Strona 2 z 3

Re: [męska rzecz] dlaczego...

PostNapisane: 2007-07-21, 15:38:57
przez BlueMan
motyjek, no włąśnie :D

Tylko, że faceci są bardziej bez pruderyjni i otwarci w tych kwestiach. Kobietą utarło się, że "im nie wypada..." :(

Re: [męska rzecz] dlaczego...

PostNapisane: 2007-07-21, 15:40:18
przez moo
taki stereotyp, ale tak naprawdę różni są i różne.

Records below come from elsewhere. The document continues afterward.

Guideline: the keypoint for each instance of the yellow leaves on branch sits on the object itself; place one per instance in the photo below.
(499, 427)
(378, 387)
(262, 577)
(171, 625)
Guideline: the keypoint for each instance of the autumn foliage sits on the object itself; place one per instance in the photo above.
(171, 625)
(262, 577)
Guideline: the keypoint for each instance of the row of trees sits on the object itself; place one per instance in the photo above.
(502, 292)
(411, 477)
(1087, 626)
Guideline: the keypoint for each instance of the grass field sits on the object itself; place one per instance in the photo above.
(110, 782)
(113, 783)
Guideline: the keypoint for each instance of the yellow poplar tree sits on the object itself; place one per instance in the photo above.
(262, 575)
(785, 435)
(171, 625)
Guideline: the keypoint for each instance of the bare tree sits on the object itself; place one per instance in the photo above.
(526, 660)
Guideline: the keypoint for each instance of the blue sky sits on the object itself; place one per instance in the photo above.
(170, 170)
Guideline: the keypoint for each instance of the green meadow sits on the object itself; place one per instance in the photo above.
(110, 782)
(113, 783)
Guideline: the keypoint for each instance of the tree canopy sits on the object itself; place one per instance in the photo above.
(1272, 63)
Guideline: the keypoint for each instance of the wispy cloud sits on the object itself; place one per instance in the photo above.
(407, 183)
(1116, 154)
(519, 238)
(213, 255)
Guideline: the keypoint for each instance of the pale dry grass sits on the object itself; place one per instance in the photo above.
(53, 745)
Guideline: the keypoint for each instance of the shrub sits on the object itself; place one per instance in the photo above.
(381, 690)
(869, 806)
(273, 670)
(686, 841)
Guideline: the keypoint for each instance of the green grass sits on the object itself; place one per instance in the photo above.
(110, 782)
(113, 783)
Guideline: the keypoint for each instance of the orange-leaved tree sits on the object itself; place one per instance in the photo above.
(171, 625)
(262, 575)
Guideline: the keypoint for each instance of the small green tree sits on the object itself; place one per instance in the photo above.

Re: [męska rzecz] dlaczego...

PostNapisane: 2007-07-21, 15:40:35
przez amanita_citrina
BlueMan napisał(a):Kobietą utarło się, że "im nie wypada..."

Kobietom, jak już ;) sorki, to taka moja mania poprawiania xD
Tu nie chodzi o to, czy wypada, czy nie. Niektóre kobiety, jak napisała moo po prostu się szanują i nie chcą tego robić z kimś obcym, którego nie darzą żadnym uczuciem.

A seks jest chyba o tyle piękniejszy, o ile się go uprawia z ukochaną, czy ukochanym :)

Re: [męska rzecz] dlaczego...

PostNapisane: 2007-07-21, 15:43:49
przez moo
oczywiście, że wtedy seks jest cudowny. nie wyobrażam sobie jakbym mogła to robić z kimś obcym kogo nie dażę uczuciem. bleeehhh.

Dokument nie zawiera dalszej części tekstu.